TensorPy

TensorPy is an AI-native Python interpreter written in C.

It is not a thin scripting layer over an external ML stack. The runtime owns the language core, object model, garbage collector, tensor system, autograd path, portability layer, concurrency primitives, and embedding surface directly.

The project goal is not full CPython compatibility. The goal is a compact, hackable, systems-oriented runtime where AI workloads are first-class runtime behavior instead of an add-on library.

Current full-MNIST benchmark snapshot:

Why TensorPy Exists

Most modern AI applications are assembled from multiple layers:

Python
package imports
data loading glue
NumPy / pandas preprocessing
framework runtime
backend dispatch

That stack is powerful, but it also carries real startup cost, integration cost, and control loss.
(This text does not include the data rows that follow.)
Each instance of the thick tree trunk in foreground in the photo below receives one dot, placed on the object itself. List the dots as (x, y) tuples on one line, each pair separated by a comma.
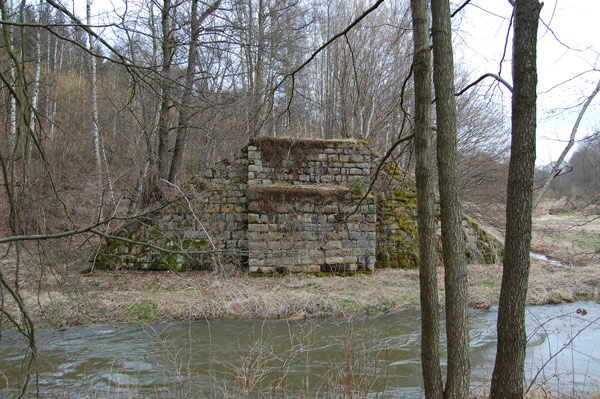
[(507, 379), (430, 315), (457, 384)]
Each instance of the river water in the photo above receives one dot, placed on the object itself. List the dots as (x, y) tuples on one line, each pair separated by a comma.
[(369, 356)]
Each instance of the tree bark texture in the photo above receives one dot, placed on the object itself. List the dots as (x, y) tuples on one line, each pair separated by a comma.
[(430, 323), (453, 247), (163, 119), (508, 375)]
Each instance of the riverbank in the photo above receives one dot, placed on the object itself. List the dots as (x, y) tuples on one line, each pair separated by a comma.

TensorPy explores a different design:

one runtime
one object model
one execution environment
one integrated path from script to tensor to training or inference

That makes it a better fit for:

small-model and short-run AI workloads
embedded or OS-level integration
interactive batch-1 pipelines
host applications that want a compact embeddable AI runtime
systems work where language, runtime, and ML behavior need to be tuned together

Project Thesis

TensorPy is built around three ideas:

AI should be a runtime feature, not an external dependency chain.
A smaller and more integrated stack can beat larger frameworks on end-to-end latency, not just on code size.
Rebuilding the stack from the interpreter upward is a practical way to understand and control execution, memory, scheduling, and device behavior.

What It Already Includes

Language Core

Python-like expressions, statements, loops, slicing, and container literals
Functions, lambdas, closures, and *args
Classes, inheritance, and super()
Exceptions with try / except
REPL and script execution
Module imports, package imports, and module caching

Runtime

Bytecode compiler and VM
Mark-and-sweep garbage collector
Platform abstraction layer for filesystem, time, random, threads, and process-facing operations
Shared memory abstraction and ongoing cleanup of allocator routing
Public scalar embedding API via include/tensorpy/api.h

Systems Primitives

Threads
Mutexes
Condition variables
Atomics
Thread pool
parallel_for

Tensor / ML Runtime

Native tensor, device, and dtype objects
CPU eager ops for float32 tensors
Autograd subset for practical training loops
CPU scalar, SIMD, and threaded execution paths
Apple Silicon Metal backend with explicit opt-in execution
Native data ingress helper for MNIST CSV via ml.load_mnist_csv(...)

NN Stack

Module
Linear
Conv2d
ReLU
Sigmoid
Tanh
Flatten
Sequential
Embedding
RNN, LSTM, GRU
LogisticRegression, MLP, SimpleCNN
Adam

Standard Library Surface

TensorPy already ships a practical built-in module set:

json
re
math
time
random
os
io
path
logging
traceback
sys
collections
itertools
functools
env
config
host
array
ml
types
inspect

For tracked implementation status, see ROADMAP.md.

What Makes It Different

TensorPy is not trying to be a smaller PyTorch clone or a general Python reimplementation.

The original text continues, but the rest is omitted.